These are the most Impersonated Apps used in Malware Attacks

These are the most Impersonated Apps used in Malware Attacks

Malicious attackers are increasingly mimicking legitimate apps as a way to abuse trusted relationships and increase the likelihood of a successful social engineering attack.

According to analysis from VirusTotal, some of the most impersonated apps include Skype, Adobe Reader, VLC Player, 7-Zip, TeamViewer, CCleaner, Microsoft Edge, Steam, Zoom, and WhatsApp.

“One of the simplest social engineering tricks we’ve seen involved making a malware sample seem like a legitimate program,” VirusTotal said in a report. “The icon of these programs is a critical feature used to convince victims that these programs are legitimate.”

It should not surprise anyone that attackers use a variety of approaches to compromise endpoints by tricking users into downloading and running what seems to be innocuous executables.

This is primarily achieved by taking advantage of genuine domains in a bid to get around IP-based firewall defenses. Some of the most abused domains include Discord, Squarespace, Amazon AWS and Mediafire to name a few.

The misuse of Discord has been well-documented. The platform’s content network delivery was a popular location for hosting malware alongside Telegram, while also offering a “perfect communications hub for attackers.”

Another technique that is used quite often is signing malware with valid certificates stolen from other software makers. VirusTotal said it found more than one million malicious samples since January 2021, in which 87% of them had a legitimate signature when they were first uploaded to the database.

VirusTotal said they also uncovered 1,816 samples since January 2020 that disguised themselves as legitimate software by packaging the malware in installers for software like Google Chrome, Malwarebytes, Zoom, Brave, Mozilla Firefox and Proton VPN.

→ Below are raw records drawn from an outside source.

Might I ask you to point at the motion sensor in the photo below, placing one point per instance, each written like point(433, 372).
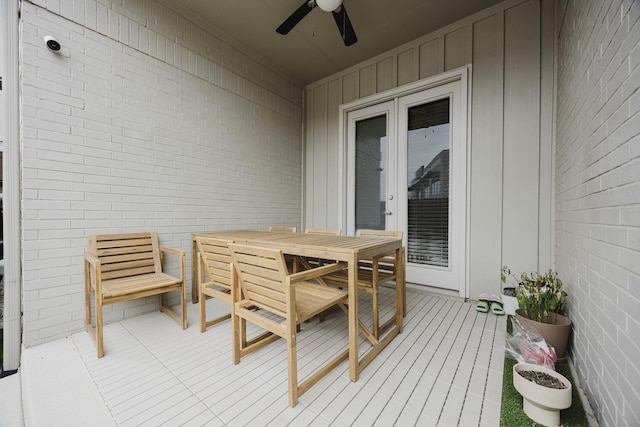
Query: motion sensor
point(52, 43)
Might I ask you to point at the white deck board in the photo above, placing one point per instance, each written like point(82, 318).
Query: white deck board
point(445, 369)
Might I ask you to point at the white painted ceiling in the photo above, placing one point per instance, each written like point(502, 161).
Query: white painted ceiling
point(314, 48)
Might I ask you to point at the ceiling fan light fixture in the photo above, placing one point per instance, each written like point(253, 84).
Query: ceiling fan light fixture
point(328, 5)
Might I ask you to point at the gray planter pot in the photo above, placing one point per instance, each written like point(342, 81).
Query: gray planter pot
point(556, 335)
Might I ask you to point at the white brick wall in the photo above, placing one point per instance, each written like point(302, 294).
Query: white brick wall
point(598, 198)
point(145, 122)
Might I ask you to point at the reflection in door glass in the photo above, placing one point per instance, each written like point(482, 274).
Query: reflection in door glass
point(429, 136)
point(370, 170)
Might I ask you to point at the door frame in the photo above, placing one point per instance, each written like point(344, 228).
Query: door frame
point(10, 135)
point(459, 74)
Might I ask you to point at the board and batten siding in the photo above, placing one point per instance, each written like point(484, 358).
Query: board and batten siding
point(509, 161)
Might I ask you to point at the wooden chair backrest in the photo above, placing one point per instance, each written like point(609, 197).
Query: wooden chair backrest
point(126, 255)
point(283, 229)
point(261, 274)
point(385, 263)
point(380, 233)
point(216, 257)
point(324, 231)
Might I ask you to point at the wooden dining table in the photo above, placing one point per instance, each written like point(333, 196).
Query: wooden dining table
point(349, 249)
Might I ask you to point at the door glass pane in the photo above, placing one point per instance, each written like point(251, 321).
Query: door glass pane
point(429, 139)
point(370, 170)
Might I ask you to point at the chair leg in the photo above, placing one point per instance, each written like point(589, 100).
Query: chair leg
point(238, 335)
point(183, 303)
point(99, 342)
point(376, 321)
point(293, 367)
point(202, 303)
point(87, 298)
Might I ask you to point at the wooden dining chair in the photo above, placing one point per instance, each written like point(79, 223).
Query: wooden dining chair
point(372, 274)
point(283, 229)
point(276, 301)
point(123, 267)
point(215, 277)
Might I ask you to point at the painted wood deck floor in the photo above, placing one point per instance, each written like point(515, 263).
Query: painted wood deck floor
point(445, 369)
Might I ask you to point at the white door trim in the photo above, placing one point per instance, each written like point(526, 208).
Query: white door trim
point(10, 135)
point(462, 74)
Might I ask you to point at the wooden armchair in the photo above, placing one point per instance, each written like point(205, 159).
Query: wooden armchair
point(324, 231)
point(123, 267)
point(265, 291)
point(214, 261)
point(372, 274)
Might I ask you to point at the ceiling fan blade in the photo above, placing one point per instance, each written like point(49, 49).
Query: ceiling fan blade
point(344, 25)
point(295, 17)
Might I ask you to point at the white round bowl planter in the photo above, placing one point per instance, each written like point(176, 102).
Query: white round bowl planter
point(542, 404)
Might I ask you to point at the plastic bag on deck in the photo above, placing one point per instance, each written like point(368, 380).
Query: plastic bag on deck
point(525, 344)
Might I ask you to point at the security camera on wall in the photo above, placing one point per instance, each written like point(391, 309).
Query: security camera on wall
point(54, 46)
point(52, 43)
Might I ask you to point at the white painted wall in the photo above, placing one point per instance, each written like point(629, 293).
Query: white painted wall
point(597, 196)
point(144, 122)
point(510, 50)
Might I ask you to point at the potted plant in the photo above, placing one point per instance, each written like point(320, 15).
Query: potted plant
point(509, 299)
point(541, 302)
point(544, 392)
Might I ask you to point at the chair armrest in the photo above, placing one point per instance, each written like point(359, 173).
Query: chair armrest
point(317, 272)
point(172, 251)
point(181, 254)
point(91, 259)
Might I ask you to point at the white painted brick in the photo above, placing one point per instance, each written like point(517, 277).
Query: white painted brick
point(116, 140)
point(597, 130)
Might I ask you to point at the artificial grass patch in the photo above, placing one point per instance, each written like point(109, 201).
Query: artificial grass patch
point(512, 413)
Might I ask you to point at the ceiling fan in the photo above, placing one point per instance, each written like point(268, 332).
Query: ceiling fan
point(334, 6)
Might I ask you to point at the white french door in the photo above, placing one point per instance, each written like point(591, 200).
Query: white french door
point(406, 170)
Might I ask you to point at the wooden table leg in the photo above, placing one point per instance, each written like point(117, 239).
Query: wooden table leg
point(353, 318)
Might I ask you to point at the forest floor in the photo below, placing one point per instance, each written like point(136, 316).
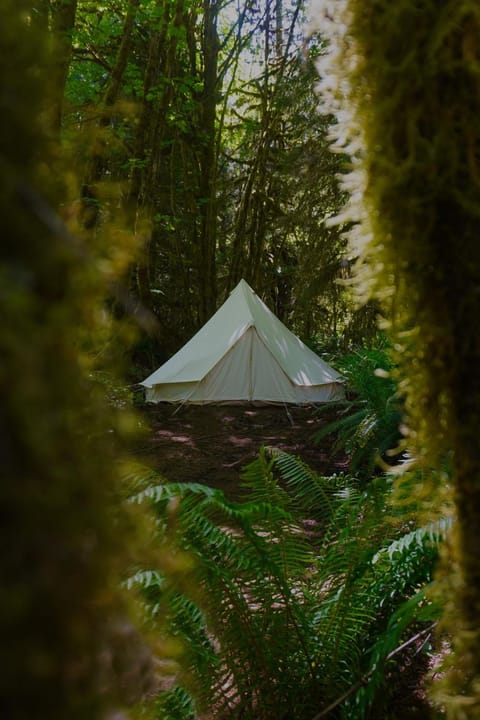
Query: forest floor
point(210, 444)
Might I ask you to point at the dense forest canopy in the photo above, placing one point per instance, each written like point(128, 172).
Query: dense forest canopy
point(205, 117)
point(153, 152)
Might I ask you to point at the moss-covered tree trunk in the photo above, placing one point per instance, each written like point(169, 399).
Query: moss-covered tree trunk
point(407, 73)
point(67, 650)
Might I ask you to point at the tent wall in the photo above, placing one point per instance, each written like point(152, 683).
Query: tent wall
point(247, 372)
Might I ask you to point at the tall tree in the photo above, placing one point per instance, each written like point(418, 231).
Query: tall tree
point(408, 90)
point(68, 647)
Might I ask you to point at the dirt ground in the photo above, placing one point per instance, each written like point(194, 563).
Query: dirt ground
point(210, 444)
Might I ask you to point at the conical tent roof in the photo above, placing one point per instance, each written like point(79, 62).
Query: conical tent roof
point(243, 353)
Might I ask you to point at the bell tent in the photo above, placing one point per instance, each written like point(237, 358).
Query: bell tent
point(244, 353)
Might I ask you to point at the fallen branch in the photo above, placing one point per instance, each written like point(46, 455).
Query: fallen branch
point(365, 678)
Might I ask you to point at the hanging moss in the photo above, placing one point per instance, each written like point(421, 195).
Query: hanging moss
point(404, 80)
point(68, 647)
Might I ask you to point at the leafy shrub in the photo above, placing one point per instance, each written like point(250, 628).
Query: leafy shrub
point(291, 594)
point(368, 423)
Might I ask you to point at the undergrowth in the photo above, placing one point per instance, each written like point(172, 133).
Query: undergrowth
point(294, 598)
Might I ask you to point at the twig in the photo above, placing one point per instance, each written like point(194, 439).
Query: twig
point(364, 680)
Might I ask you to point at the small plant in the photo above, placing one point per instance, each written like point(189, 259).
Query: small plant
point(289, 601)
point(367, 427)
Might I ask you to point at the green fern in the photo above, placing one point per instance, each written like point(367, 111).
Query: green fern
point(367, 424)
point(289, 591)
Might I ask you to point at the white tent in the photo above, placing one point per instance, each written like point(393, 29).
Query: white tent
point(244, 353)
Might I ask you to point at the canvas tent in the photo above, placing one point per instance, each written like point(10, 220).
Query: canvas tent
point(244, 353)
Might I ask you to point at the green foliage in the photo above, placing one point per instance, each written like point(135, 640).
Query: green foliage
point(69, 648)
point(404, 79)
point(292, 592)
point(368, 423)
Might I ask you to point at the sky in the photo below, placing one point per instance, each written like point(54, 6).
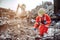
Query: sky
point(12, 4)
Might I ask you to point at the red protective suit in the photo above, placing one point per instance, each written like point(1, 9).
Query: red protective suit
point(43, 28)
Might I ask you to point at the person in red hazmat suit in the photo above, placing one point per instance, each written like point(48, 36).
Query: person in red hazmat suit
point(43, 21)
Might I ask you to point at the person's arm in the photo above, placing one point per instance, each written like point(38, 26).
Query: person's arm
point(36, 22)
point(48, 20)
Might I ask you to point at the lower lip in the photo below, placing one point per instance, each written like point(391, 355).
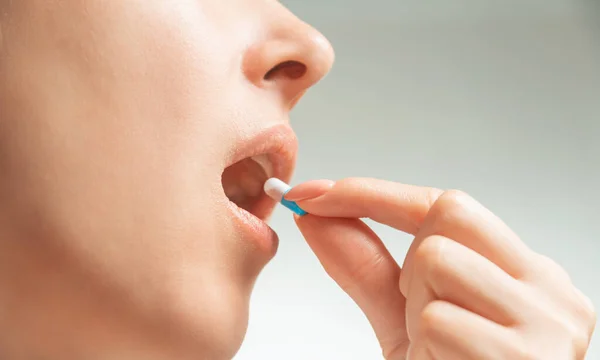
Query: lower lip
point(257, 230)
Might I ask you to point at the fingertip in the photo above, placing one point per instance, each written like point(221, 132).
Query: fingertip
point(309, 190)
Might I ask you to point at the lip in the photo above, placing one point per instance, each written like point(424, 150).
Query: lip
point(280, 145)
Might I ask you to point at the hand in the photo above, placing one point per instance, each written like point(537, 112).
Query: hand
point(469, 287)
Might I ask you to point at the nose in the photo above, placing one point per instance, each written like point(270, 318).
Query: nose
point(290, 57)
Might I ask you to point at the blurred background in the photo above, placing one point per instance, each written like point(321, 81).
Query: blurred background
point(497, 98)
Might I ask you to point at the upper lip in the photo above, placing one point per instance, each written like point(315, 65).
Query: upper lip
point(280, 145)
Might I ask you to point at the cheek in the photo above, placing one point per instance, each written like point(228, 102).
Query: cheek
point(115, 137)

This kind of distribution method can also result in a supply chain attack when adversaries manage to break into a legitimate software’s update server or gain unauthorized access to source code, making it possible to sneak malware in the form of trojanized binaries.

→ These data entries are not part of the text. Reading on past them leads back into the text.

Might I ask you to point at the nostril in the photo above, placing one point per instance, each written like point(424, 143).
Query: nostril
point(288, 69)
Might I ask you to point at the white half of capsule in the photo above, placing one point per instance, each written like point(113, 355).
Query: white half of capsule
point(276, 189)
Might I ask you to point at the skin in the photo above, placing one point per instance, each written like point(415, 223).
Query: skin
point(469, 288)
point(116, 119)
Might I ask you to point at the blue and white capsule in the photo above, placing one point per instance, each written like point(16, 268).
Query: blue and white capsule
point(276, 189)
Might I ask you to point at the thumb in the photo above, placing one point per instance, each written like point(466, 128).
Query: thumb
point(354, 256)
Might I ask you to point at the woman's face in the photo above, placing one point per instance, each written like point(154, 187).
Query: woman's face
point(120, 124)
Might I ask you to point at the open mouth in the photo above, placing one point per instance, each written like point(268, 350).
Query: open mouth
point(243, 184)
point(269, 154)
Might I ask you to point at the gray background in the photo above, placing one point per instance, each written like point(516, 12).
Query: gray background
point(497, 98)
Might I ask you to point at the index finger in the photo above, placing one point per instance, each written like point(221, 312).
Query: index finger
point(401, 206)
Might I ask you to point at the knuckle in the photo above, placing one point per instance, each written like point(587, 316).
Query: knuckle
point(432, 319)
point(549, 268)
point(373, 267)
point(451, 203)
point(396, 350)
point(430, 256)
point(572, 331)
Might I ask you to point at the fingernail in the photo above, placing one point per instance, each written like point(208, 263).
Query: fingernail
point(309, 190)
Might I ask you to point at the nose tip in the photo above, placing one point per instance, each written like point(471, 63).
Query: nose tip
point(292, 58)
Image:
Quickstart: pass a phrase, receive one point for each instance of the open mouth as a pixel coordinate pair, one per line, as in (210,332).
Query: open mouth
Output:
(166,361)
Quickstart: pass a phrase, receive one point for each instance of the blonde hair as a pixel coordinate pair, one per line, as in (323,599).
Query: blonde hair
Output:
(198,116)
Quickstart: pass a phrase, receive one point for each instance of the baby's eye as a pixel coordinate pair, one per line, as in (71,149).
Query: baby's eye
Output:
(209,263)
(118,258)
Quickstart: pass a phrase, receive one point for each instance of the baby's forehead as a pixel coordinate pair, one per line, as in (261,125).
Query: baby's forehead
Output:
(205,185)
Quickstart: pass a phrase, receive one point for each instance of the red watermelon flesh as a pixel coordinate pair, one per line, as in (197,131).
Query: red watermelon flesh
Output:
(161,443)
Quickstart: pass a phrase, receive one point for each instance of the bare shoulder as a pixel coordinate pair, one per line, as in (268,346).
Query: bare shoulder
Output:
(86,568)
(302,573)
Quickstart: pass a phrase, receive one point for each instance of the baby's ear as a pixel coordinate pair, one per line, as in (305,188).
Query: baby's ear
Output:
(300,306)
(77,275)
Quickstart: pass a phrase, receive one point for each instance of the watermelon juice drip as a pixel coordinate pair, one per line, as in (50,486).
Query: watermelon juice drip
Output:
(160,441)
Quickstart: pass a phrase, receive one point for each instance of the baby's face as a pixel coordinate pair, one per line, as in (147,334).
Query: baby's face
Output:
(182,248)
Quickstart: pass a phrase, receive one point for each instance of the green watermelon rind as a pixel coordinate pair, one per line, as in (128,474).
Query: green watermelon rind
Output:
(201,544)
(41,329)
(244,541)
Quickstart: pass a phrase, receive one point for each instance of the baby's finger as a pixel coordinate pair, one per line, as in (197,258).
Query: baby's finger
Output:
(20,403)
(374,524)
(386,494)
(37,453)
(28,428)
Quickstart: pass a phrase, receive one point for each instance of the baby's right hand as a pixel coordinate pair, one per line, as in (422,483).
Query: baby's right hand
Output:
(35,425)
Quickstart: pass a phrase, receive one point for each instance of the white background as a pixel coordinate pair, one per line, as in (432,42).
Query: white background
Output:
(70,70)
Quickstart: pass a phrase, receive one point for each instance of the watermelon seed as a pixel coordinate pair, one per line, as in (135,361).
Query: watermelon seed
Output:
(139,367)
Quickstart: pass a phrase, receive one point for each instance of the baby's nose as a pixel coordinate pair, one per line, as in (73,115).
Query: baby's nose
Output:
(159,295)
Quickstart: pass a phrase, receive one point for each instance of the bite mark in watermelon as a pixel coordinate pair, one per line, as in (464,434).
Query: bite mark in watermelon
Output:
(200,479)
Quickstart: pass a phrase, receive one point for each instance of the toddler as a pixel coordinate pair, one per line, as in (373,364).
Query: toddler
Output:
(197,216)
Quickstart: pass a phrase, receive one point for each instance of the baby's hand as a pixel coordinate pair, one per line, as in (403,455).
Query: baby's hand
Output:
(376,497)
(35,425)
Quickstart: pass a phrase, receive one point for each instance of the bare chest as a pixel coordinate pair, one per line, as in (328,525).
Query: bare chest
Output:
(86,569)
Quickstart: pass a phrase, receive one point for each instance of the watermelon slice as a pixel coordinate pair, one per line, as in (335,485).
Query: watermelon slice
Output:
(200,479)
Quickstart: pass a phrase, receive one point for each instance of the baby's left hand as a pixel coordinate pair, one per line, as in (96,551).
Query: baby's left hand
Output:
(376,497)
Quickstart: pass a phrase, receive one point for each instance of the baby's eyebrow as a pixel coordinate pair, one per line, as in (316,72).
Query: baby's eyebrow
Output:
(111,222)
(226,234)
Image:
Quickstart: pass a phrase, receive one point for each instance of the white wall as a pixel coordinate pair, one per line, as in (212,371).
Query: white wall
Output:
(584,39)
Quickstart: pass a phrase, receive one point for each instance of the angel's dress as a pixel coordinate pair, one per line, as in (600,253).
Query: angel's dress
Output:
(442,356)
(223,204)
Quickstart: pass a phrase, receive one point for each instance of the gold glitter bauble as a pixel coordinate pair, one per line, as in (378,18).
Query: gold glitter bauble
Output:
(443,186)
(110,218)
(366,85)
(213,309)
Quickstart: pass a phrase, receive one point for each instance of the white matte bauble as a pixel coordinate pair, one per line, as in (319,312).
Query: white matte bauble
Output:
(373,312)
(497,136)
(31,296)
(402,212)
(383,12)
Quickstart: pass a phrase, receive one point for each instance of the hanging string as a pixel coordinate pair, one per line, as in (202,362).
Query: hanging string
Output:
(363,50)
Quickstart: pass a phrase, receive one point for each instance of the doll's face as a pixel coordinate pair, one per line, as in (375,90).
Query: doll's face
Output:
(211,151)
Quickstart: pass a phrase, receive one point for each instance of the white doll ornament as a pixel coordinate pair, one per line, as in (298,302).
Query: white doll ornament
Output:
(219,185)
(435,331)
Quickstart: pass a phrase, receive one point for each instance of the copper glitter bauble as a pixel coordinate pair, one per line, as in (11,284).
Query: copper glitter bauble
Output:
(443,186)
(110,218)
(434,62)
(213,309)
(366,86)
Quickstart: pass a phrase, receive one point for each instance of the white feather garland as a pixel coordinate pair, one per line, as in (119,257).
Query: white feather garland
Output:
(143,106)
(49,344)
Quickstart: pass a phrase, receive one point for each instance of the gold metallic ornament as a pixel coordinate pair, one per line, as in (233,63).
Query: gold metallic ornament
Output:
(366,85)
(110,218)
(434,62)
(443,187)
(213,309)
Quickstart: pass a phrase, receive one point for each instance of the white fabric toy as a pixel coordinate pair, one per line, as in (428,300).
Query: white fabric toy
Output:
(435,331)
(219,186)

Alternatively, legitimate installers are being packed in compressed files along with malware-laced files too.

A third method, which is more sophisticated, incorporates the legitimate installer as a portable executable resource into the malicious sample so that the installer is also executed when the malware is run – thus giving it the illusion that the software is working as intended.

“When thinking about these techniques as a whole, one could conclude that there are both opportunistic factors for the attackers to abuse (like stolen certificates) in the short and mid term, and routinely (most likely) automated procedures where attackers aim to visually replicate applications in different ways,” the researchers said.